Document Type : Original/Review Paper


Electrical and Computer Engineering Faculty, Semnan University, Semnan, Iran.



Image colorization is an interesting yet challenging task due to the descriptive nature of getting a natural-looking color image from any grayscale image. To tackle this challenge and also have a fully automatic procedure, we propose a Convolutional Neural Network (CNN)-based model to benefit from the impressive ability of CNN in the image processing tasks. To this end, we propose a deep-based model for automatic grayscale image colorization. Harnessing from convolutional-based pre-trained models, we fuse three pre-trained models, VGG16, ResNet50, and Inception-v2, to improve the model performance. The average of three model outputs is used to obtain more rich features in the model.

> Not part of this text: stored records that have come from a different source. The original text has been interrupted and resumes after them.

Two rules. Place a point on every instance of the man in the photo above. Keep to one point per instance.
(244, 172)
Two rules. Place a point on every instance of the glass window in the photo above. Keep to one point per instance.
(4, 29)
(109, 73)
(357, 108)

The fused features are fed to an encoder-decoder network to obtain a color image from a grayscale input image. We perform a step-by-step analysis of different pre-trained models and fusion methodologies to include a more accurate combination of these models in the proposed model. Results on LFW and ImageNet datasets confirm the effectiveness of our model compared to state-of-the-art alternatives in the field.


[1] G. Larsson, M. Maire, and G. Shakhnarovich, “Learning representations for automatic colorization,” ECCV, 2016.
[2] M.E. Valentinuzzi, “Understanding the human machine: a primer for bioengineering,” World Scientific, Vol. 4, 2004.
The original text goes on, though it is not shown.